Stark shows that we have a choice. Either we can be a country where churches are built, religious symbols are on the national flag, religion is taught in schools, almost everyone has a church wedding… but where people will be completely lukewarm religiously and almost no one will care. Or we can be a country where a lot more people will think about spiritual things and live a nondenominational religious life. But then there won’t be those cathedrals, signs, religious instruction in schools and thousands of church services. For the two are mutually exclusive. The types of religious organizations (churches, sects, etc.) that can influence the state and the public atmosphere, they cannot reach the vast majority of people. And those that can reach people personally, in turn cannot influence the state and the public atmosphere. Either one or the other prevails.

The types of religious organizations (churches, sects, etc.) that can influence the state and the public atmosphere, they cannot reach the vast majority of people.

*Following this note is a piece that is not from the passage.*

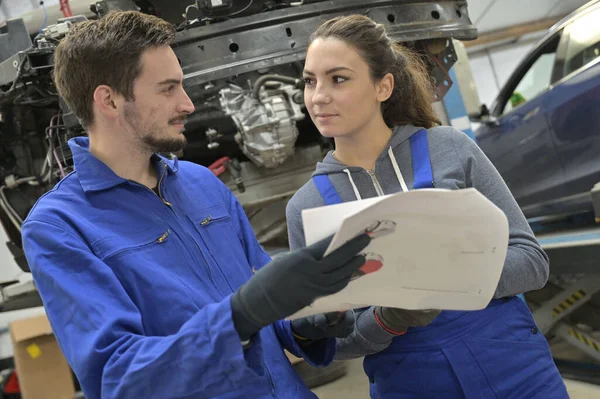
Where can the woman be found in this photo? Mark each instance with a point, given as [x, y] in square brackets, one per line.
[374, 98]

Stark also shows that in history these periods alternate. Sometimes cathedrals are built and other times people are interested in spiritual things. After all, we in the Czech Republic have gone through this particularly intensely. As late as the beginning of the 17th century, our country was a centre of the Reformation, a centre of education and a centre of personal piety. Then followed 100 years of very brutal enforcement of the Catholic Church. Almost 90% of the population had to leave the country or convert to Catholicism. Hundreds burned, thousands executed, tens of thousands imprisoned. Thousands of churches were built, the Catholic Church merged with the state – and informal personal piety disappeared.

Incidentally, the same pattern seems to apply elsewhere. Remember, for example, the recent report that atheists are increasing in Arab countries that are returning to Islamic law and Islamic traditions?